Zimmermann ist Vorstandsmitglied des GovTech Campus. Zuvor war er Geschäftsführer von PUBLIC Deutschland, einer Venture Firma für Government Technology (GovTech) und CEO der Axel Springer hy GmbH, der Technologie- und Transformationsberatung der Axel Springer SE. Im Bereich GovTech passiere ähnliches wie in früheren Jahren in der Finanzbranche, erklärte Zimmermann die aktuellen Entwicklungen. So kämen Innovationen für das Finanzwesen aus branchenfremden Bereichen und erlangten bei den Kund*innen innerhalb kürzester Zeit eine hohe Akzeptanz. Ein Beispiel sei Apple Pay. Diese Innovationen kämen allerdings häufig nicht aus Deutschland oder der EU, was sodann auch die Diskussionen rund um die digitale Souveränität erkläre.
Eine GovTech-Innovation sei der Bereich der sicheren Kommunikation innerhalb und zwischen Verwaltungen. Mangels Lösungen wird im öffentlichen Sektor teils auf WhatsApp oder andere Messenger zurückgegriffen. Das britische Start-up Elements entwickelte für digitales Messaging die Open-Source-Lösung Matrix, die in Kooperation mit dem BWI und Dataport mittlerweile Grundlage für Messaging-Lösungen für die deutsche Bundeswehr sowie Teile des öffentlichen Sektors in Schleswig-Holstein und Hamburg geworden ist.

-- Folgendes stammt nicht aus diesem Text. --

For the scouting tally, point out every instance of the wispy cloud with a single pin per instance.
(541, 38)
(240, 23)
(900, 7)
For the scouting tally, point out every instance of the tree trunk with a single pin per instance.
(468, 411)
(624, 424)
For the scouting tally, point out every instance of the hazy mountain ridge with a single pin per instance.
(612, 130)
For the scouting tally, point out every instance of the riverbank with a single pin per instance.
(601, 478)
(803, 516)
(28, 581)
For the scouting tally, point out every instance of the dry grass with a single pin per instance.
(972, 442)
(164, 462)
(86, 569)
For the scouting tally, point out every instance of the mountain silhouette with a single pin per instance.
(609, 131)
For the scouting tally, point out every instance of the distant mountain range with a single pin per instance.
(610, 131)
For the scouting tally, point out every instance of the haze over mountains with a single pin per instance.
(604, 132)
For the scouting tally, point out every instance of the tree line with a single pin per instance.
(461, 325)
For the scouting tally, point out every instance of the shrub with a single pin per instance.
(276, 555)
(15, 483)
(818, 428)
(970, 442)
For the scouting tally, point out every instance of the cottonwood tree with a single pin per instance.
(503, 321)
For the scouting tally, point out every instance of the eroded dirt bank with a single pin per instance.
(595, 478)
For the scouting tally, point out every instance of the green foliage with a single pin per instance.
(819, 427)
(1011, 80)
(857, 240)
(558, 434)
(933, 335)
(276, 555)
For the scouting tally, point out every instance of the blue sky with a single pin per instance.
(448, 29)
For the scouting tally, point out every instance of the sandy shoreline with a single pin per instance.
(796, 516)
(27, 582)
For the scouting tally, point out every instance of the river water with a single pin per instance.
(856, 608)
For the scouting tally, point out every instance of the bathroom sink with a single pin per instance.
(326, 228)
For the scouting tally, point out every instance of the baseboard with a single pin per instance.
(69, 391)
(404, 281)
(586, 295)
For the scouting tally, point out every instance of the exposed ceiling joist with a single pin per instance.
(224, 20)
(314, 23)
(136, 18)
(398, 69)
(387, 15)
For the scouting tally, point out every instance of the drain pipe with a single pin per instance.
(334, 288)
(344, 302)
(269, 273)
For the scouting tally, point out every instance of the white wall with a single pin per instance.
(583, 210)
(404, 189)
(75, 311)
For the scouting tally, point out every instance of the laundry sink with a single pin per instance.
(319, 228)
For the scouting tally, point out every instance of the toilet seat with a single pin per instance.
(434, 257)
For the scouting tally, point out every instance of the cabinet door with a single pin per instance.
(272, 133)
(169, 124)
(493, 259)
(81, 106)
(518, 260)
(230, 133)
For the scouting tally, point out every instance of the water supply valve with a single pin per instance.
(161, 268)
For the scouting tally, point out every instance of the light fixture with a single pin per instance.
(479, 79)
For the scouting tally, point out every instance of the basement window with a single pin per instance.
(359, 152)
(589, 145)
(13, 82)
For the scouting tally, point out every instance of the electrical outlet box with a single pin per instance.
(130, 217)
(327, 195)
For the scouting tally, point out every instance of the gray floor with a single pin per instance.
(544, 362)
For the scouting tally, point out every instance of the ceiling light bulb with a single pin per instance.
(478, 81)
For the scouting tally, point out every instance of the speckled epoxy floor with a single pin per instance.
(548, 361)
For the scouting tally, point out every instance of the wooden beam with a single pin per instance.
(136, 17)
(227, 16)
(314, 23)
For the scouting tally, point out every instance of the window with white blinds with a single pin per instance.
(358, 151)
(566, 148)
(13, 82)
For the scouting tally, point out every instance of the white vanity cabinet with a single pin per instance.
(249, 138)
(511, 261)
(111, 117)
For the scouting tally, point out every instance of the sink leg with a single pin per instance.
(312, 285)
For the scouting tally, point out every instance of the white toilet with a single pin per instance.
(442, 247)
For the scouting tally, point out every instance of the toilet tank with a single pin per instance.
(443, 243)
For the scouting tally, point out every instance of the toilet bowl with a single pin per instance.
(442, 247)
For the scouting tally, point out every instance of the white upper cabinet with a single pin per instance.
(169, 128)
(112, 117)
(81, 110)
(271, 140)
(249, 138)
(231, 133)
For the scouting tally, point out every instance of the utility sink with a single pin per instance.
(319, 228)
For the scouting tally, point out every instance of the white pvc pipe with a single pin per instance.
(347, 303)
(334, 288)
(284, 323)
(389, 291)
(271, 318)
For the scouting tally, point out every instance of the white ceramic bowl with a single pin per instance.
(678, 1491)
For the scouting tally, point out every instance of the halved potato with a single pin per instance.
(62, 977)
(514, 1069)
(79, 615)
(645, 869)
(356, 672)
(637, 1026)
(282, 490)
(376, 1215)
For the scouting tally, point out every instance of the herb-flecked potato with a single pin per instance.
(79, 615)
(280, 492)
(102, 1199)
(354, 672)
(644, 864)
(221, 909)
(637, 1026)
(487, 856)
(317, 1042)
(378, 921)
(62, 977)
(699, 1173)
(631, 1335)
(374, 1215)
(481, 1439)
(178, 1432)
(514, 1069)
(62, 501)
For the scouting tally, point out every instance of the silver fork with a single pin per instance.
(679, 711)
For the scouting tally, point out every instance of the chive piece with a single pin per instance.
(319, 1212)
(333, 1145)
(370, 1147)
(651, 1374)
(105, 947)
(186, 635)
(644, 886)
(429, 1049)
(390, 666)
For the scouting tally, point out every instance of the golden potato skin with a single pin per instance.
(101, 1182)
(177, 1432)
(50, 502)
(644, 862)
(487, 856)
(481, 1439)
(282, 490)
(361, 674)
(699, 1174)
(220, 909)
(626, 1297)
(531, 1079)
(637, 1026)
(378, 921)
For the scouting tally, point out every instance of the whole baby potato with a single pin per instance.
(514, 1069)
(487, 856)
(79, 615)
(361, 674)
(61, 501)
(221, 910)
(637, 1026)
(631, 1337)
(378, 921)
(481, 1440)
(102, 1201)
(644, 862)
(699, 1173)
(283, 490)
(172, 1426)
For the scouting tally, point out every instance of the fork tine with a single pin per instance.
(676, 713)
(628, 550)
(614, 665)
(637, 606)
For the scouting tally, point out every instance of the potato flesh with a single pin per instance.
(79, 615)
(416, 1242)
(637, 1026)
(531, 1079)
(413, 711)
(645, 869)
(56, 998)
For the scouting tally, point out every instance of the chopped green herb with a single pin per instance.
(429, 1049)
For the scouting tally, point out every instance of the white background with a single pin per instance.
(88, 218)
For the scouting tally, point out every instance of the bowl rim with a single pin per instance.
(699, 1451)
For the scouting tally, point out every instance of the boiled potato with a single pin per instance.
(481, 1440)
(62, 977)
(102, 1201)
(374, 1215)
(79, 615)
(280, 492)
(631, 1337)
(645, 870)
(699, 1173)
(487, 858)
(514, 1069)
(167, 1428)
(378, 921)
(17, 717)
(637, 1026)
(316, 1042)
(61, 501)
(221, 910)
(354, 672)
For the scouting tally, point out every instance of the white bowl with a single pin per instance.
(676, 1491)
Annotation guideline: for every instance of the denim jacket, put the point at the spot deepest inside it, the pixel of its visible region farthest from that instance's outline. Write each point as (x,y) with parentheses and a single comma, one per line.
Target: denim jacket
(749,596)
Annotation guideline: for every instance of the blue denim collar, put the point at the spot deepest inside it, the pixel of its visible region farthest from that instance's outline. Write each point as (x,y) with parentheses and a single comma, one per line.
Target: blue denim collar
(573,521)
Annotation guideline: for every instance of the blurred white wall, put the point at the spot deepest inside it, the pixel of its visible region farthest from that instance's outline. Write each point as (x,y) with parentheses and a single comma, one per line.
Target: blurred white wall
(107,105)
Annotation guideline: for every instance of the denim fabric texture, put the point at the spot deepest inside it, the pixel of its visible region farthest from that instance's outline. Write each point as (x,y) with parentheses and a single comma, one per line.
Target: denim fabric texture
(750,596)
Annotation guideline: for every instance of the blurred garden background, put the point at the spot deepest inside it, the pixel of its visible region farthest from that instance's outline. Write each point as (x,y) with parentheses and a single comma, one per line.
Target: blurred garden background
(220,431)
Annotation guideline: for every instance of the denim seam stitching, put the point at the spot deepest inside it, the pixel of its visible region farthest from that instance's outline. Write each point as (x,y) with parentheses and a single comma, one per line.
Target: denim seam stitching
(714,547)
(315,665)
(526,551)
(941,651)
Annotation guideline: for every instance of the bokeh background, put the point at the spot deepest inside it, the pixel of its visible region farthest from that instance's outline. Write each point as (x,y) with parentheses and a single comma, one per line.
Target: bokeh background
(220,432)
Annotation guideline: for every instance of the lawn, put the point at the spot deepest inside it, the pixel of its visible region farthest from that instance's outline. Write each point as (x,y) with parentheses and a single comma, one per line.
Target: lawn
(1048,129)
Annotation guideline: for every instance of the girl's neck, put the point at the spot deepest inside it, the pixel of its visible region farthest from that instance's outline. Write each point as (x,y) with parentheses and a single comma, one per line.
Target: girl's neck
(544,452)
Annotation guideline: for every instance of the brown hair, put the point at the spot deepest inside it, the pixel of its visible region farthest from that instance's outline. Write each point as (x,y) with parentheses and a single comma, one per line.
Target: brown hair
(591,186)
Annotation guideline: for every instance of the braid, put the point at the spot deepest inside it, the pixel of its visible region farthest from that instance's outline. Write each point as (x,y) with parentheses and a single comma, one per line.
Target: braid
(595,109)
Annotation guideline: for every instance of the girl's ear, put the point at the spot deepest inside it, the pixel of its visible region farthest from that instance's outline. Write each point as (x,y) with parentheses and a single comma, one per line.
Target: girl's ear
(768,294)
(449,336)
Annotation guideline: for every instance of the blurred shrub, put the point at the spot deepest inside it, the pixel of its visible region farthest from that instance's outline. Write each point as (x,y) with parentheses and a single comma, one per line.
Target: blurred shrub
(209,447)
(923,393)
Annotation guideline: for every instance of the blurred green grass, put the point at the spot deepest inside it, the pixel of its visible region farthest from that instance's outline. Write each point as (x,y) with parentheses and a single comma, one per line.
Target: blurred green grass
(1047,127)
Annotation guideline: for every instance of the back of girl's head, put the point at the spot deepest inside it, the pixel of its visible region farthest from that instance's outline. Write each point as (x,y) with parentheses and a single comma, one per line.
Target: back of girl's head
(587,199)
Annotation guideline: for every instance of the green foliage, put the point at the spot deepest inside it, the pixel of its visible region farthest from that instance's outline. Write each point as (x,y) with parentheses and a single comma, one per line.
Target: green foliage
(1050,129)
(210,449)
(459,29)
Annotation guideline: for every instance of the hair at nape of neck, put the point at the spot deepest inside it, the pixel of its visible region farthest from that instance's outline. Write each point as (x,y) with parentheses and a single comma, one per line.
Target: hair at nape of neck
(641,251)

Der GovTech Campus, gegründet als gemeinnütziger Verein, hat es sich zur Aufgabe gemacht, Akteur*innen aus Staat, Verwaltung, Start-ups, Unternehmen, angewandter Forschung sowie Zivilgesellschaft zusammenzuführen und den Transfer eben solcher GovTech-Lösungen in die Verwaltung zu erleichtern. Die Ausgangslage sei dafür in Deutschland besonders gut, erklärte Zimmermann, da Deutschland in Europa die höchste Dichte von GovTech-Startups habe. Bisher fehle es aber an einer Bund-Länder-Infrastruktur, die ermögliche, das EFA-Prinzip auf externen Innovationen zu übertragen. Hier setze der GovTech-Campus an, indem er einen Ort schaffe, an dem die unterschiedlichen Communities sich treffen: Bund, Länder und Kommunen ebenso wie Externe aus Wirtschaft, Start-up-Szene, Wissenschaft und Zivilgesellschaft. Der physische Ort wird in Berlin in der Nähe des Nordbahnhofs entstehen. Drei Ziele sind dem Campus inhärent:
- Co-Ideation – die gemeinsame Entwicklung von Lösungsideen.
- Co-Creation – die gemeinsame Entwicklung der relevanten Rahmenbedingungen für die Umsetzung. Zimmermann stell klar, dass der Campus selbst keine Technologien entwickeln wird und nicht im Wettbewerb zu bisherigen Innovationsansätzen wie DigitalServices4Germany stünde.
- Co-Learning – der Wissens- und Erfahrungstransfer der verschiedenen Akteure soll aktiv befördert werden.
Akteur*innen aus Start-ups, Unternehmen und Industrie, angewandter Forschung sowie Zivilgesellschaft können Fördermitglieder im Verein werden und sich so aktiv einbringen. Bundesländer können ordentliche Vereinsmitglieder werden. Somit bestehe für alle die Möglichkeit, sich aktiv in das GovTech-Ökosystems einzubringen, verspricht und motiviert Zimmermann.